After 50 years in auto finance, Fireside Bank is shutting its doors. Parent company Unitrin Inc., a Chicago-based property and casualty insurer, announced yesterday that its subprime auto lending subsidiary had stopped originating loans.
Fireside, which employed 730 people at yearend 2008, has a loan portfolio in excess of $1 billion, making it one of the top financiers in the nation. It will continue to service its portfolio, winding down operations in the next few years. During that time, Unitrin hopes to recoup its $240 million investment in Fireside.
So what happened to Fireside? It lost $22.3 million last year and $38.8 million in 2007.
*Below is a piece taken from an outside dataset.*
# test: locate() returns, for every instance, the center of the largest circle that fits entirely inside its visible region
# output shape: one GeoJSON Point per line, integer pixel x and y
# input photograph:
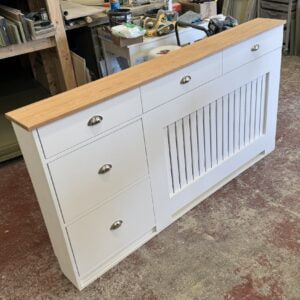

Though the Pleasanton, Calif.-based lender did business in 19 states, 65% of originations were concentrated in California, one of the states hardest hit by housing declines and rising unemployment.
Also, Fireside is an industrial bank, regulated by the California Department of Financial Institutions and subject to FDIC regulation. To that end, Fireside is required to maintain a certain level of reserves in cases of losses.
Last year, Fireside’s provision for loan losses included $77.7 million for loans originated in 2008 and a $32.3 million increase to estimated loss expectations for loans originated in 2007 and 2006. The reason for the higher losses, as set forth in Unitrin’s annual report: They were caused “primarily by a higher level of gross chargeoff and lower recovery rates due to higher levels of unemployment, lower auction prices on repossessed vehicles, and negative general economic conditions.”
The losses occurred despite efforts to mitigate risk with an improved risk-based-pricing and credit-scoring model implemented in early 2008, which “resulted in the prospective elimination of certain unprofitable segments of business written in prior years,” according to the 10K.
So what is it that makes a successful auto finance company? Fireside had been offering auto loans for half a century, yet was forced to retreat because of unprecedented turmoil in the auto sector and general economy. What might it have done differently to remain in the game, or what can other lenders learn from its demise?